One possibility is that normally devoiced productions of /z/ are somehow more susceptible to additional error-induced devoicing than cases where /z/ is 100% voiced. If error-induced devoicing is stronger in the lexical case, then the number of tokens with only a small amount of devoicing would be diﬀerentially reduced.
Given the clear lexical eﬀects on /s/ production and some indication of lexical eﬀects on /z/ production, we conclude that productions in which there is a competing lexical outcome produce greater numbers of errors. The eﬀect of a competing lexical item on speech errors is found in an increase in both gradient errors and categorical errors. Together with the evidence from Section 3 that categorical errors in voicing are more common than expected based on the pattern of gradient errors, we conclude that the segment and word are both units of organization in the speech production process that aﬀect the phonetic details of articulation.
The lexical eﬀect we found in speech production further supports a connectionist approach to phonological encoding in speech production. If the articulatory plans for segments compete with one another during encoding, then competing segments that are reinforced by corresponding word nodes will be enhanced.
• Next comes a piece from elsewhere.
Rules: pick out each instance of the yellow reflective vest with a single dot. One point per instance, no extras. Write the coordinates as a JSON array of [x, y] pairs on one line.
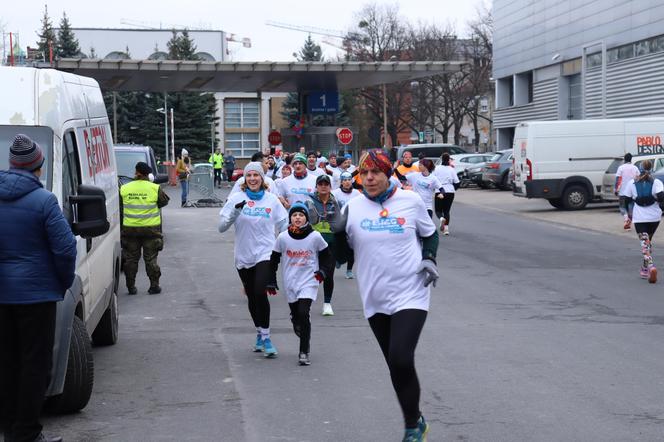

For competing word outcomes, more errors will occur. When there is no word competitor, the correct segment will encounter less competition, and fewer errors will occur.
Assuming that errors can involve both blending of articulatory plans and wholesale substitution, an increase in both gradient and categorical errors would be predicted in cases where there is a lexical competitor.
5. Discussion and conclusion
This study presented an acoustic and perceptual analysis of onset /s/ and /z/ speech errors by nine talkers. In support of the claims of Mowrey & MacKay (1990), we found that gradient, noncontrastive errors can occur, and that such errors are actually common. In addition, we found that categorical errors also occur at rates that are higher than would be expected if the only source of errors was from noncontrastive variation that happened to extend into another phonetic category.
Finally, we demonstrated a lexical eﬀect on both gradient and categorical errors.
These patterns provide evidence for a set of higher level units that organize phonetic gestures at the level of the segment and word, agreeing with some of the observations of traditional speech error analyses based on transcribed data.
While some of the theoretical conclusions of transcription-based speech error analyses are supported, others must be rejected. Assertions that speech errors result in grammatically acceptable utterances are not supported (e.g., Fromkin, 1971). The detailed acoustics of some of the productions in our corpus, speciﬁcally those resulting in intermediate voicing errors, are distinctly phonetically anomalous. For example, errors where 10% of an intended /s/ is voiced by overlapping with the following vowel are clearly anomalous, and by no means similar to cases of normally devoiced /z/. In addition, the concatenation errors are instances of phonotactically ungrammatical onset sequences. While self-monitoring and editing certainly takes place in speech production (Levelt, 1989), it is not the case that the majority of speech errors in our corpus are best analyzed as mis-selection of phonological segments that have been phonetically encoded after the error occurred.